Ten states — Arizona, California, Colorado, Maryland, Massachusetts, New Mexico, New York, Oregon, Vermont and Washington — have already outlawed wildlife killing contests within their borders. The Humane Society of the United States conducted undercover investigations into these competitions in more than a dozen states, spurring significant public outrage against the events.

“Wildlife killing contests are cruel events that have no place in modern civil society,” said Johanna Hamburger, director and senior attorney for the Animal Welfare Institute’s Terrestrial Wildlife Program. “Participants frequently violate the fundamental hunting principle of fair chase by using bait and electronic calling devices to maximize the likelihood of winning, and animal carcasses are usually dumped once the contest is over.”
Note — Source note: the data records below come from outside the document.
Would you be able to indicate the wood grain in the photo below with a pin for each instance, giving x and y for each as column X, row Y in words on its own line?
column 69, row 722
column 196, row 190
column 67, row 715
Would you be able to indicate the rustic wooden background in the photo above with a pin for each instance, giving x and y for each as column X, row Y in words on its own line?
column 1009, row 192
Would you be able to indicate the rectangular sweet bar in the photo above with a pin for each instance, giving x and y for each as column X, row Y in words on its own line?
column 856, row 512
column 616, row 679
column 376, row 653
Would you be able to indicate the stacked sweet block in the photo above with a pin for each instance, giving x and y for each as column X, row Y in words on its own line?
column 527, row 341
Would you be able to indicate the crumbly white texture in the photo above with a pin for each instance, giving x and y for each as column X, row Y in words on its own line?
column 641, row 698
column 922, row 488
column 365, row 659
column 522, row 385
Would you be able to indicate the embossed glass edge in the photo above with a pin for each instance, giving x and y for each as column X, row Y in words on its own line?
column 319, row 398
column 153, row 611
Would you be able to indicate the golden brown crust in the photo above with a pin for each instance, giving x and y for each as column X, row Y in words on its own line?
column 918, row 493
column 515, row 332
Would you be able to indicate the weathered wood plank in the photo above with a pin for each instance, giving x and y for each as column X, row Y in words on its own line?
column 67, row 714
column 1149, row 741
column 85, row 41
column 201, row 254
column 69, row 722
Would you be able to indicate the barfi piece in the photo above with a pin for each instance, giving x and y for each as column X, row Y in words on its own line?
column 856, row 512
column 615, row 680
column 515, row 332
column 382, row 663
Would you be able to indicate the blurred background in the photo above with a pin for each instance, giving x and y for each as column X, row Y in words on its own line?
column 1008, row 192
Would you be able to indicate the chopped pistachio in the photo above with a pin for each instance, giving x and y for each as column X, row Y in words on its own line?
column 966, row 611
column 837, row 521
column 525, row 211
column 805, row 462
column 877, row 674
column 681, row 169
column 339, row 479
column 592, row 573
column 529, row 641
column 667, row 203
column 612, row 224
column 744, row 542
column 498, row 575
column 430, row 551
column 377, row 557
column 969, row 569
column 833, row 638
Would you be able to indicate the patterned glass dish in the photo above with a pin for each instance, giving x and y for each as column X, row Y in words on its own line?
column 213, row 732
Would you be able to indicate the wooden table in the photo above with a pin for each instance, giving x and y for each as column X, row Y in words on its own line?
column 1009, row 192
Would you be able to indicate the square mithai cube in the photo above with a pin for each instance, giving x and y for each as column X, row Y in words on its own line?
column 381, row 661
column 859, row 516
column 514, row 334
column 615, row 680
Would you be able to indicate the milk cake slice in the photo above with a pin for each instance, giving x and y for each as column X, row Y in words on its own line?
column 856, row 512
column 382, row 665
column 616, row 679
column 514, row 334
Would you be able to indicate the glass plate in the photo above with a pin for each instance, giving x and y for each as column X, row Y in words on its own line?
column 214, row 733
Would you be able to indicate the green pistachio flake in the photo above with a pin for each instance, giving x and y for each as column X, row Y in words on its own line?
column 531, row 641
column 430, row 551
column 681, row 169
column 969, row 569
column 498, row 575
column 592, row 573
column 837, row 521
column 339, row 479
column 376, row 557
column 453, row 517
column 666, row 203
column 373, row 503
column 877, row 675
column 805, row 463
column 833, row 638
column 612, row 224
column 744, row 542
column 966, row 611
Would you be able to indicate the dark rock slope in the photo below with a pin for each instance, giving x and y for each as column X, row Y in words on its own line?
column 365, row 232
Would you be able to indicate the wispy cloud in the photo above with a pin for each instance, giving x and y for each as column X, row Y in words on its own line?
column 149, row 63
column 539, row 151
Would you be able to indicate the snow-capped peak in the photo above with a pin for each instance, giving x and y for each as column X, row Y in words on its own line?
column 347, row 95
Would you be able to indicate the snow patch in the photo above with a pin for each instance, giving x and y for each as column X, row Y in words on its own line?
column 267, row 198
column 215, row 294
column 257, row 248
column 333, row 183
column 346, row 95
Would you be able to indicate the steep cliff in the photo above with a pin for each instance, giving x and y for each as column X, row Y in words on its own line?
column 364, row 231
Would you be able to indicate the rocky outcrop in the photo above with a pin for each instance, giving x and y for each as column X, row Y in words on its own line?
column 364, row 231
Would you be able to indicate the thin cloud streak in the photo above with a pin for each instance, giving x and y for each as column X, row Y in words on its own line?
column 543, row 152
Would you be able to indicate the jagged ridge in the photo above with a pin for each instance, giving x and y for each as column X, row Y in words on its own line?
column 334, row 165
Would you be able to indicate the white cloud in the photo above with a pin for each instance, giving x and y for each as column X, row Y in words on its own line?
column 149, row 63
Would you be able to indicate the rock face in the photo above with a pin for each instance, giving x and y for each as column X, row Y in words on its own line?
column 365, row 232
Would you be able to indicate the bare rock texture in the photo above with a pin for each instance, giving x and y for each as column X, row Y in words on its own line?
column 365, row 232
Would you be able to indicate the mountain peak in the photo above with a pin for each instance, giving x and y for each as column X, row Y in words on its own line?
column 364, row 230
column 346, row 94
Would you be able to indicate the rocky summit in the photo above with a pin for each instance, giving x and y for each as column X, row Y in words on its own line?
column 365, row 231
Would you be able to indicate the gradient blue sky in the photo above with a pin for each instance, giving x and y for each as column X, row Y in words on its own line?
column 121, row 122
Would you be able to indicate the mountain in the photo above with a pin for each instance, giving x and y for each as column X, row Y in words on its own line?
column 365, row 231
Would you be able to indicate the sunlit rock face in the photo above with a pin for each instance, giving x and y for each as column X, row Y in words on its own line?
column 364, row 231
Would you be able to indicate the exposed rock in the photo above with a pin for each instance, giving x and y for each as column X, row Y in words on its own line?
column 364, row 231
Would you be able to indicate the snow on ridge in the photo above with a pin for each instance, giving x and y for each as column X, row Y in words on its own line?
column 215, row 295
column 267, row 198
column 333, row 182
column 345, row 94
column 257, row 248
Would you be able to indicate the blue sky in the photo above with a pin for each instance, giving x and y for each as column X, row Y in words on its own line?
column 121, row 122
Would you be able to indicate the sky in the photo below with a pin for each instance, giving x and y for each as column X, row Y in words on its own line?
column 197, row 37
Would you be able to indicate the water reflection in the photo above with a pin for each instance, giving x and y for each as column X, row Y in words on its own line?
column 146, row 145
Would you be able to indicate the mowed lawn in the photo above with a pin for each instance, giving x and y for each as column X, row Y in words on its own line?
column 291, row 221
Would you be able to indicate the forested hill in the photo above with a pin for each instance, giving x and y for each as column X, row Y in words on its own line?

“It’s shocking that these cruel and reckless contests are still allowed on our public lands,” said Stephanie Kurose, deputy director of government affairs at the Center for Biological Diversity. “America’s wild carnivores are so important to maintaining healthy ecosystems. They deserve better than to be targeted in these thrill-kill slaughter fests.”

“Most people are shocked to learn that wildlife killing contests are even legal on our public lands,” said Camilla Fox, founder and executive director of Project Coyote. “Killing animals for prizes and entertainment is ethically indefensible, ecologically reckless, and anathema to sound wildlife conservation and management.”

Additional cosponsors of today’s legislation are Reps. Earl Blumenauer (OR-03), Cori Bush (MO-01), Gerald Connolly (VA-11), Diana DeGette (CO-01), Lloyd Dogget (TX-35), Adriano Espaillat (NY-13), Raul Grijalva (AZ-07), Jared Huffman (CA-02), Ted Lieu (CA-36), Betty McCollum (MN-04), Grace Meng (NY-06), Jerrold Nadler (NY-12), Katie Porter (CA-45), Melanie Stansbury (NM-01), Rashida Tlaib (MI-13) and Dina Titus (NV-01).